Copilot Data Security Controls vs Standard Microsoft 365 DLP

Item Copilot Data Security Controls Standard Microsoft 365 DLP
Scope Controls what data Copilot can access and how prompts are processed Monitors and blocks sensitive data across all Microsoft 365 apps and services
Configuration location Microsoft 365 admin center > Settings > Copilot > Data security Microsoft Purview > Data Loss Prevention > Policies
Key feature Restrict Copilot from reading specific SharePoint sites or OneDrive folders Block sharing of credit card numbers, SSNs, or custom sensitive info types via email or file sharing
Prompt blocking Cannot block specific prompt content; only restricts data sources Can block or warn when users paste sensitive data into any app including Copilot
Audit capability Logs all interactions but does not classify sensitive data Classifies sensitive data in audit logs and provides alerts

Use Copilot data security controls to limit which data the AI can read. Use standard DLP policies to detect and block sensitive content in prompts. The two tools work together. For example, you can set a DLP rule that triggers when a user pastes a credit card number into Copilot, and also restrict Copilot from reading your finance SharePoint site.

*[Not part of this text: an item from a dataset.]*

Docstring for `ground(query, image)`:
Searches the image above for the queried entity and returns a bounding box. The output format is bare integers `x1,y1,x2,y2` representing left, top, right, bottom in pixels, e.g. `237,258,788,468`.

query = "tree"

What to Do When You Find a Sensitive Data Leak

If your audit log review reveals a prompt containing sensitive data, take these actions immediately. First, determine whether the data was exposed only in the audit log or also in Copilot’s response. If the response was shared with other users, the data may have been exposed to unintended recipients. Second, revoke access to the audit log for non-essential users to limit further exposure. Third, notify your security team and follow your organization’s incident response plan. Fourth, configure a DLP policy that blocks similar patterns in the future. For example, create a DLP rule that detects social security numbers in Copilot prompts and warns the user before the prompt is sent.

You can now audit Copilot prompts for sensitive data by searching the Microsoft 365 audit log and parsing the JSON records. Next, configure DLP policies in Microsoft Purview to automatically detect and block sensitive content in future prompts. For advanced protection, enable Copilot data security controls to restrict which files the AI can read. Use the audit log export script regularly to catch leaks early.